Incidentally, we had fried green tomatoes with dinner last night. Yummy.

  • Question of

    What do you think about this unexpectedly large harvest?

    • That is a lot of tomatoes
    • I don’t like tomatoes
    • I still think it is too expensive to grow a garden
    • I wish I could have tomato plants that were that productive
    • I don’t think that is many tomatoes
  • Question of

    Do you like fried green tomatoes?

    • Yes
    • No
    • I’ve never tried them


What do you think?

14 Points

Written by Rex Trulove


  1. I am glad you will be able to use your harvest.
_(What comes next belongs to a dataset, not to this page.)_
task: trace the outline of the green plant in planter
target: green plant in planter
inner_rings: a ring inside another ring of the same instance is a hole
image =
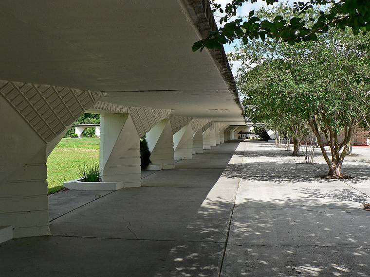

When we had to save a harvest of tomatoes in Latvia we put them in boxes that had air holes and covered them with newspaper and placed them inside. Then we would check on them and the tomatoes would start to ripen.

    • For many of them, we do the same thing. We often give some to the food bank, too. We aren’t the only ones who like fried green tomatoes. 🙂 Even those that go bad don’t go to waste as our chickens will gladly eat any of the tomatoes that are rotting.

    • I try to do that, but I’m not always successful. The growing season can be so variable that we often end up with a lot more or less than what we’d planned. This was a great year for tomatoes, and I’m thankful I didn’t plant as many as usual, but some years aren’t all that good for the tomato crop.

      There is a good chance that we’ll plant a bigger garden next year. One thing about it, when we have an excess, we know that we can donate it to our food bank. There are a lot of people who aren’t able to have a garden and who love the fresh produce.

    • They can certainly be used that way. They also can be made into relish, the smaller ones can be pickled, and they can be used to make imitation mincemeat for pies. I enjoy fried green tomatoes, but most of them are simply allowed to ripen. I love ripe tomatoes.